# We found the solution to jumping on aquariums!



## emka (Oct 6, 2013)

So our youngest cat has had the nonstop tendency of every time we turn our backs on her, she climbs on top of our fishtanks or sits next to them swatting at the sides and harassing the bettas. We've tried everything, from taping pigeon excluders/bird spikes to the side of the dresser to coating the tops of the tanks in double stick tape. She's determined enough to climb THROUGH the pigeon spikes and ended up ignoring the tape so well that we had to pull all of it off because it had lost its stickiness due to being covered in her belly fur.

But today... it's finally over! No more tank jumping! It's fixed! What was our magical cure...?










WOMP WOMP.

The vet said she has to keep it on for two weeks. Talk about pathetic!


----------



## Romad (Jun 28, 2009)

Awwwwww.... poor kitty 

Enjoy the downtime while you can - ha ha.


----------



## kman (Dec 10, 2013)

One word: ScatMat. 

(just not ON the tank, due to electrical danger, but rather, around the area the kitty was using as a jumping-off point)


----------



## emka (Oct 6, 2013)

kman said:


> One word: ScatMat.
> 
> (just not ON the tank, due to electrical danger, but rather, around the area the kitty was using as a jumping-off point)

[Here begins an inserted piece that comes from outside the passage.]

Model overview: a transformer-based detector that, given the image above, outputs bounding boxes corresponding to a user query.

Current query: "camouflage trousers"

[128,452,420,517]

LOL holy CRAP no, the fishtanks are sitting on the chest of drawers filled with all our clothes! I wanna train her to not jump on the tanks, not electrocute my own feet every time I go to get dressed in the morning!

I'm not looking for training tips, I know we'll get her to learn eventually. She's young, she just takes time to get there. The fish haven't even noticed her when she jumps up there so there hasn't been a rush. I just wanted to share the cone of shame and its fantastic unexpected consequences. :lol:


----------



## kman (Dec 10, 2013)

Nothing more pathetic ... and _hilarious_ ... than a cat or a dog wearing the cone of shame.


----------



## emka (Oct 6, 2013)

Definitely agreed.  She's been spending the last minutes taking a "bath," aka smacking the cone of shame against her leg, licking the inside of the plastic, and pretending it's making her clean. Try again next month, sweetie! :lol:


----------



## thekinetic (May 22, 2012)

ROFL she just has this look of "not cool"! XD

Poor kitty!


----------



## jag14 (Sep 23, 2012)

My cat Shadow has fallen into the 5 gallon tank twice. She likes to drink from it. She doesn't bother the betta, she just likes the water coming from the filter. Every cat I have ever had likes to drink from an aquarium. I used to have a 75 that my white cat Angel was bad about drinking from. He'd knock off the filter cover and drink from the water flowing. His tail would dangle into the water. I just knew at some point, the occupant- a 14 inch jag/dovii hybrid- was going to try and bite the tail. He bit everything else, including me. But he never went for the cat tail. Cats just like the taste of fish water, I guess.


----------



## Skyewillow (Dec 28, 2012)

jag14 said:


> Cats just like the taste of fish water, I guess.


Usually, fish water has a filter or a bubbler, so it doesn't sit and go stale. Stale water doesn't taste as good as fresh water, so it makes sense. :-D

Back on Topic:
Why does your cat get the dreaded cone? 
Hopefully, the nice side-effect stays when the cone goes.


----------



## Pony (Apr 26, 2014)

I wonder if getting a cat fountain would help keep them from drinking the fish water? My cat has one and she loves it! I have a wall-mounted aquarium currently but will be getting a second within her reach soon, so I guess I can put it to the test myself.


----------



## aselvarial (Feb 21, 2014)

jag14 said:


> My cat Shadow has fallen into the 5 gallon tank twice. She likes to drink from it. She doesn't bother the betta, she just likes the water coming from the filter. Every cat I have ever had likes to drink from an aquarium. I used to have a 75 that my white cat Angel was bad about drinking from. He'd knock off the filter cover and drink from the water flowing. His tail would dangle into the water. I just knew at some point, the occupant- a 14 inch jag/dovii hybrid- was going to try and bite the tail. He bit everything else, including me. But he never went for the cat tail. Cats just like the taste of fish water, I guess.


oh good grief. My cat would somehow blame me if she fell into the tank! though i can just picture it!


----------



## BlueLacee (Dec 8, 2013)

yes, I would also like to know about the cone of shame


----------